There is no 8th day---check any calendar.
On the first day of the week in Acts 20:7 was a meeting on Saturday night, the First day of the week began (as all days did in Israel) at Sundown. That is why Sabbath starts sundown Fri. night. That was instituted by Jesus at creation week--- The disciples were meeting after Sundown, sat. night --it was not a Sunday morning worship service, it was a Sat. night meeting to say goodbye to Paul. There is no verse in the entire bible that states
GOD has changed the 7th day Sabbath to the 1st day of the week. As soon as you find that verse, you shut up all Sabbatarians. The 7th day Sabbath was instituted at creation week by Jesus Himself (He was the creator of all things, John 1) What God has instituted, not once but several times (creation week, then twice at Mt. Zion after Moses broke the 1st set of tablets)
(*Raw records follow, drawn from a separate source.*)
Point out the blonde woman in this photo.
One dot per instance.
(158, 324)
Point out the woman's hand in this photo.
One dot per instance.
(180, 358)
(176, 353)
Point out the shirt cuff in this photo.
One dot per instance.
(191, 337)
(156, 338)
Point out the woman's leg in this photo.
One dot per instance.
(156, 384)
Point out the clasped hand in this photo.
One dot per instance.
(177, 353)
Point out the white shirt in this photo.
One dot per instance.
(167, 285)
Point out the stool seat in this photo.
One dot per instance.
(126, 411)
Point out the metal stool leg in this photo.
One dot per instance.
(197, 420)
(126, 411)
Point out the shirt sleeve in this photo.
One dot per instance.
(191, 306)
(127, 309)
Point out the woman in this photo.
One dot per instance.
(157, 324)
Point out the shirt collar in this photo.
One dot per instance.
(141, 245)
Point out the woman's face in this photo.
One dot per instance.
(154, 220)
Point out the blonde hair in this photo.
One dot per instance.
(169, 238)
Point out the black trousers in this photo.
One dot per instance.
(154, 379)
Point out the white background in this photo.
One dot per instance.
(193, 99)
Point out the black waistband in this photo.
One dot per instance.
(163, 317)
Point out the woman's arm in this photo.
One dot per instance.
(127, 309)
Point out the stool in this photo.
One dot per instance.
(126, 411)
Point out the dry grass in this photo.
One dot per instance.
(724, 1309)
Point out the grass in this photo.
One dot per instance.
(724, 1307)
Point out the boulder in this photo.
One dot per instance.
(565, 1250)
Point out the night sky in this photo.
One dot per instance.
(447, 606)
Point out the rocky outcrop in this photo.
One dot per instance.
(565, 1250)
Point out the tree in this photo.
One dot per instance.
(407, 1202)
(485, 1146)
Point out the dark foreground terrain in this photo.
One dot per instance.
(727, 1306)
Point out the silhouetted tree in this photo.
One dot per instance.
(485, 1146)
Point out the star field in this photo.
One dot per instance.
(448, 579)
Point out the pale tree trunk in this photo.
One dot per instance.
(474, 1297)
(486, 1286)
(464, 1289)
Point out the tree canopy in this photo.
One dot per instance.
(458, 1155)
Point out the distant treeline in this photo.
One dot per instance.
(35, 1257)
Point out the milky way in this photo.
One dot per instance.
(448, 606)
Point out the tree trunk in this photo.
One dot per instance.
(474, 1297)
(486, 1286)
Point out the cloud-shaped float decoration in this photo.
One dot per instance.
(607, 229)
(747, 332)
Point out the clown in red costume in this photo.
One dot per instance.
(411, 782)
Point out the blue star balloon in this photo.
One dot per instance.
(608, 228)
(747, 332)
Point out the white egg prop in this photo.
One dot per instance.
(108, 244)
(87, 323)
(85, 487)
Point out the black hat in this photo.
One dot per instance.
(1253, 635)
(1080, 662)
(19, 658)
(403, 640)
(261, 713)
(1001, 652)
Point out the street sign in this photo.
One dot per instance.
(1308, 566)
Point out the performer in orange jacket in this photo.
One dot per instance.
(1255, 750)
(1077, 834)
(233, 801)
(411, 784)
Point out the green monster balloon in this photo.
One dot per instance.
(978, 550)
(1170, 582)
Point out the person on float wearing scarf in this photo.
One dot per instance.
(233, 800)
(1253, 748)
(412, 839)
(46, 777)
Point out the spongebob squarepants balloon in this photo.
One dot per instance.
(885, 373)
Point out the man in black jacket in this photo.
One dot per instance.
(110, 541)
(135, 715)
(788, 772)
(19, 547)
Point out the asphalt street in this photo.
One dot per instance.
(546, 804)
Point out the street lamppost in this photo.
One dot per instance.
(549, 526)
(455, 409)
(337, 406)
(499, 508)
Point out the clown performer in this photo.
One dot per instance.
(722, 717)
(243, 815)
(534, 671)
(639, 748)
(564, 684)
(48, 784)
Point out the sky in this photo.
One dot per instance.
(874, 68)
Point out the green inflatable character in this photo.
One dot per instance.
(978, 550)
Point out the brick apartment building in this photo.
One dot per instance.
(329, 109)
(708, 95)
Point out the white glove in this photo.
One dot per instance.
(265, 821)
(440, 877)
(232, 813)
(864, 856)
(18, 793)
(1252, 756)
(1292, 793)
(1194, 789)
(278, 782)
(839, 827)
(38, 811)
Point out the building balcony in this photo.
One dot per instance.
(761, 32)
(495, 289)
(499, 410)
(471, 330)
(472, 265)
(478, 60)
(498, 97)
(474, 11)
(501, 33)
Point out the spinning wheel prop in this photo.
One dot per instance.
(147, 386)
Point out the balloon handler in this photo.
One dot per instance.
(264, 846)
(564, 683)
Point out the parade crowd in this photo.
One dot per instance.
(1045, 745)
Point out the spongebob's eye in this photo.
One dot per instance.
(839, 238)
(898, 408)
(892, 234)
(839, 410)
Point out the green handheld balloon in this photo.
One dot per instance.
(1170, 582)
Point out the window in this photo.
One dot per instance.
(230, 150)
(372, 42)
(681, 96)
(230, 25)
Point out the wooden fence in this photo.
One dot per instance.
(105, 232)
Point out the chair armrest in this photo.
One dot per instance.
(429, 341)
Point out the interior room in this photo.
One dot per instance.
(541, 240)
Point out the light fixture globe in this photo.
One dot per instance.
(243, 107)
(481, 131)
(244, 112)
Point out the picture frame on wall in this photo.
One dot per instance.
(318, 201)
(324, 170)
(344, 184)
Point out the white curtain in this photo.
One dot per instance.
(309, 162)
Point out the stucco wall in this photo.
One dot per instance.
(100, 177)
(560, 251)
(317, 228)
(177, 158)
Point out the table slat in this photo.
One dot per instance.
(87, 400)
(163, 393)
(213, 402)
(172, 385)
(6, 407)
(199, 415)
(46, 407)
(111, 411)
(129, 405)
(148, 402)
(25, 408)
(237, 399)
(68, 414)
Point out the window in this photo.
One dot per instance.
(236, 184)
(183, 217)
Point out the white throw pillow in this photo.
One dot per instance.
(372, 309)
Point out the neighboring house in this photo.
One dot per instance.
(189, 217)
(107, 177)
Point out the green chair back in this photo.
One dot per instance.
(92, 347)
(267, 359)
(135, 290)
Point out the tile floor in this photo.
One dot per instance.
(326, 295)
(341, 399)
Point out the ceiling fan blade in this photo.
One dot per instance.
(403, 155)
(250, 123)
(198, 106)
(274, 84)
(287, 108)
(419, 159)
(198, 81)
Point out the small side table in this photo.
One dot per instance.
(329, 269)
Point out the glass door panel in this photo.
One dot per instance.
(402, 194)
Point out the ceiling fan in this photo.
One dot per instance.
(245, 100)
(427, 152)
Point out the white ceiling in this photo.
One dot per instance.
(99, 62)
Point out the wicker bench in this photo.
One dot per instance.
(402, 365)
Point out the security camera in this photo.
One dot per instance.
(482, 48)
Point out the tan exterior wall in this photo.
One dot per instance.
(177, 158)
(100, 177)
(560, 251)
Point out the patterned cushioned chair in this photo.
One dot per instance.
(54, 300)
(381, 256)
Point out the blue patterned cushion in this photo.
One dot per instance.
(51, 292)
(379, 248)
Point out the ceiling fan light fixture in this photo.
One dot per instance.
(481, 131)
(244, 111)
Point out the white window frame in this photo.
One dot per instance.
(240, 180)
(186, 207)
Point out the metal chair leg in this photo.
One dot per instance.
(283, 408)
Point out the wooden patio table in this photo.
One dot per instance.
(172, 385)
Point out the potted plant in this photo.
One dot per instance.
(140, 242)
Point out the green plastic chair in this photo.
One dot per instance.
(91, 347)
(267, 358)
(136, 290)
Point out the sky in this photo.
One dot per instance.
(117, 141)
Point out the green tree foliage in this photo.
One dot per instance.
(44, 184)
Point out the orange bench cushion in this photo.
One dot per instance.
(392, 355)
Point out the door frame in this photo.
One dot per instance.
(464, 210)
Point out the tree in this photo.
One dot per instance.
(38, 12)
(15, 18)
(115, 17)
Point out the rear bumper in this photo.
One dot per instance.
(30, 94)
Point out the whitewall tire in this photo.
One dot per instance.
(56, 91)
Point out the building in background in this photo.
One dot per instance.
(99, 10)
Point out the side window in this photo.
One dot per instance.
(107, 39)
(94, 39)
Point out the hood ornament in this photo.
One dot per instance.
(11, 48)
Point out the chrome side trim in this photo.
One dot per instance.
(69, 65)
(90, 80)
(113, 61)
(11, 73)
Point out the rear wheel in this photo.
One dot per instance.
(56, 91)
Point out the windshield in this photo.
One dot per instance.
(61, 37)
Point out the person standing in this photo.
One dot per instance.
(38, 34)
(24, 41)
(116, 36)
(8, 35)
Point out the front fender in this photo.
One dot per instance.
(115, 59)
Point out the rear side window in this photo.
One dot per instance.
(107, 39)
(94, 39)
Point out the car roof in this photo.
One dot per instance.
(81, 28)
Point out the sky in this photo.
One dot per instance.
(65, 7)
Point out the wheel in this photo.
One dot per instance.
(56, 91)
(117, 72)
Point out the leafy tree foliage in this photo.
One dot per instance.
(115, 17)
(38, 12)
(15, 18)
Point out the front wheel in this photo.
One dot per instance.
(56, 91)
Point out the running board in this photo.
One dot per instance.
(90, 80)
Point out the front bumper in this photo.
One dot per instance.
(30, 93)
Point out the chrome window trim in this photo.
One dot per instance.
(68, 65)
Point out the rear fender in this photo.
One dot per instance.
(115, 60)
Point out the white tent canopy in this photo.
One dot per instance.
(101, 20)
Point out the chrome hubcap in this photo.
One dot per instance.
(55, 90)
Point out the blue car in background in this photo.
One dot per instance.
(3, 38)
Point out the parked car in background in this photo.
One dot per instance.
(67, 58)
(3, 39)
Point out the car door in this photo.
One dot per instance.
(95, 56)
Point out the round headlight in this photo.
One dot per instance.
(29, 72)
What God has written with His own hand in stone no man has any right to change. You are free to think otherwise and go by what man has decided---I will not.
Sabbath keepers throughout history
scroll down to post of eight day.
7 + 1 = 8 which is just another way of saying the first day.
I posted many historical sources that demonstrates that the eight day was just another way the early church referred to the first day as the Lords Day.
Here are a few,
"Chapter 13
23. The Lord's day, however, has been made known not to the Jews, but to Christians, by the resurrection of the Lord, and from Him it began to have the festive character which is proper to it. For the souls of the pious dead are, indeed, in a state of repose before the resurrection of the body, but they are not engaged in the same active exercises as shall engage the strength of their bodies when restored. Now, of this condition of active exercise the
eighth day (which is also the first of the week) is a type, because it does not put an end to that repose, but glorifies it. For with the reunion of the body no hindrance of the soul's rest returns, because in the restored body there is no corruption: for this corruptible must put on incorruption, and this mortal must put on immortality. 1 Corinthians 15:53 Wherefore, although the sacramental import of the 8th number, as signifying the resurrection, was by no means concealed from the holy men of old who were filled with the spirit of prophecy (for in the title of Psalms [vi. and xii.] we find the words for the eighth, and infants were circumcised on the
eighth day; and in Ecclesiastes it is said, with allusion to the two covenants, Give a portion to seven, and also to eight ); nevertheless before the resurrection of the Lord, it was reserved and hidden, and the
sabbath alone was appointed to be observed, because before that event there was indeed the repose of the dead (of which the
sabbath rest was a type), but there was not any instance of the resurrection of one who, rising from the dead, was no more to die, and over whom death should no longer have dominion; this being done in order that, from the time when such a resurrection did take place in the Lord's own body (the Head of the Church being the first to experience that which His body, the Church, expects at the end of time), the day upon which He rose, the
eighth day namely (which is the same with the first of the week), should begin to be observed as the Lord's day. The same reason enables us to understand why, in regard to the day of keeping the passover, on which the Jews were commanded to kill and eat a lamb, which was most clearly a foreshadowing of the Lord's Passion, there was no injunction given to them that they should take the day of the week into account, waiting until the
sabbath was past, and making the beginning of the third week of the moon coincide with the beginning of the third week of the first month; the reason being, that the Lord might rather in His own Passion declare the significance of that day, as He had come also to declare the mystery of the day now known as the Lord's day, the eighth namely, which is also the first of the week. ... in order to connect its observance with the more sacred associations of this solemn season, and at the same time to prevent its being confounded with baptism in any way, have selected for this ceremony either the
eighth day itself, or that on which the third
eighth day occurs, because of the great significance of the number three in many holy mysteries."
CHURCH FATHERS: Letter 55 (St. Augustine)
(Cyprian of Carthage) > Epistle 58
"For because the
eighth day, that is, the
first day after the sabbath, was to be that on which the Lord should rise again, and should quicken us, and give us circumcision of the spirit, the eighth day, that is, the first day after the sabbath, and the Lord's day, went before in the figure; which figure ceased when by and by the truth came, and spiritual circumcision was given to us." CHURCH FATHERS: Epistle 58 (Cyprian of Carthage)
EPISTLE OF THE APOSTLES.- I [Christ] have come into being on the eighth day which is the day of the Lord.